While the stream of migrants has slowed since the 2015-2016 peak, this has come at a significant cost to the EU, Murray continued, with Europe funneling large sums of cash to Turkey, in effect a bribe, to encourage the Turkish government to block migrants from setting out for Europe from its territory.

"The reason why the boat landings [in Europe] have slowed is because the European Union is paying a massive bribe - hundreds and hundreds of millions of Euros as a bribe - to President Erdogan in Turkey to stop the flow. We bribe him to stop the boats leaving. He's actually doing what he could have done at any high point of the crisis, which is literally stopping the movement through Turkey that allows them to then leave by boat to the Greek islands."

Despite the obvious difficulties presented by mass immigration – which Murray notes is largely done illegally – the political establishment in much of Europe, particularly Germany, ignores the problems it creates, while some critics of mass immigration polarize the issue by accusing all migrants of violence.

"People who claim that everyone who arrives is going to be violent, are of course, are obviously crazy and it is a deeply dishonest way to portray it."

"You have to look at the big picture, and the big picture is a big mess. Most things happen because of a screw up and this is one the monumental screw ups of all time."

Nevertheless, there is a growing awareness of the unsustainability of the open-door migration policy, though Murray notes that popular opinion on the issue has been slower to shift in some countries.

"The trajectory in every country in Europe is exactly the same. Everyone is at different stages along the same path, and the path doesn't change. For instance in France, this book did very well, and it wasn't controversial because even the French left agrees with a lot of what I am saying."

"One of the most obvious things we should have learned by now is that if you import the world's people, you also import the world's problems. That means you're going to have start contending with things you just hadn't thought about."

As for the roots of support for – or at least a hesitancy to challenge – open-door immigration policies for mass migration from the Middle East, Murray cited not only residual collective guilt for the Holocaust, but an “existential tiredness”, as well as the transformation of traditional religion in the increasingly secular West into a progressive faith advocating “social welfare activism”.

"The guilt, the tiredness - the existential tiredness - and the sense that the story has run out. There's a reason for it. Only by understanding these deeper conundrums can you understand the depth of the problem. Europe's post-Holocaust history is everywhere. It is why you see people at train stations in 2015 in Munich and elsewhere welcoming the migrants coming off the trains as if they were heroes returning from war or the football team that's just won the World Cup."

"Why? existential guilt. They think that they're alleviating by doing this. This simply doesn't fall out in the ways that people have predicted."

"The lesson we in Britain have learned from the Holocaust of European Jewry is, 'Don't be mean to Islam'."

Murray also pointed out the dangers he saw in certain strains of "secular Judaism" which have been transmogrified into "social welfare activism".

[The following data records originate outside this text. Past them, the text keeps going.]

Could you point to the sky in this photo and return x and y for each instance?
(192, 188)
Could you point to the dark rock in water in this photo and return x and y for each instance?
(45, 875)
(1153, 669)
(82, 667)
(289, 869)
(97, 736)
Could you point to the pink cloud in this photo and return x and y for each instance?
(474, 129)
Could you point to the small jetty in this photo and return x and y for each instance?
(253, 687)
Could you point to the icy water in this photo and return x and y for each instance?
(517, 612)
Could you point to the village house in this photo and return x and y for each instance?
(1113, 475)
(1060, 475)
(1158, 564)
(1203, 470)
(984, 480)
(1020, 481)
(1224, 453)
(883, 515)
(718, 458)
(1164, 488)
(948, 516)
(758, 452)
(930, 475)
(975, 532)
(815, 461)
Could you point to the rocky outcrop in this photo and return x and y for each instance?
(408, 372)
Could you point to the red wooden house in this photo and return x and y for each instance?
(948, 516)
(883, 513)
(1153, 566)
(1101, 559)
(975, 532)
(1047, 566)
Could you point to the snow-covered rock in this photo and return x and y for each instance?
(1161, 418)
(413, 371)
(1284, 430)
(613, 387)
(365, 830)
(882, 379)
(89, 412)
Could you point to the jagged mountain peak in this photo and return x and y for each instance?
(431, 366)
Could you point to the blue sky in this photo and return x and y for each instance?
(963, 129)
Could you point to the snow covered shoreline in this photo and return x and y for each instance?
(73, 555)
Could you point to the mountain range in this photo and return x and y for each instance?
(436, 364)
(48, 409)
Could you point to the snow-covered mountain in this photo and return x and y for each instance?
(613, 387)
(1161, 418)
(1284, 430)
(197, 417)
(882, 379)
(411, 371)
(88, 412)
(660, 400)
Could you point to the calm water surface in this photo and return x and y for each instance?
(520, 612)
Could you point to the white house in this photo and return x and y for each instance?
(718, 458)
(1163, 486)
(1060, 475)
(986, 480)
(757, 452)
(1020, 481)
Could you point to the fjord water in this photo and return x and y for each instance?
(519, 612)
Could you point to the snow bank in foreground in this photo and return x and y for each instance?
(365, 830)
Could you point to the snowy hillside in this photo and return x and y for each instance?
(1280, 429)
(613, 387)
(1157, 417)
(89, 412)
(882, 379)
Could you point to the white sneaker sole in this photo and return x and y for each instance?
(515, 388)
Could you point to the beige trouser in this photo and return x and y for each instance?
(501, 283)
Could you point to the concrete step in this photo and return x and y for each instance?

"Judaism can, like Christianity, can devolve into a form of non-believing social welfare activism. That is, people who are not very devout anymore say that basically, Jewish means being a social care activist."

"These are the sort of people who push mass migration most readily. They say 'Why not? Share with the world. And the Swedish churches, the Scandinavian churches, the Protestant churches, and to a great extent the Catholic church as well, including the Pope, they also push this."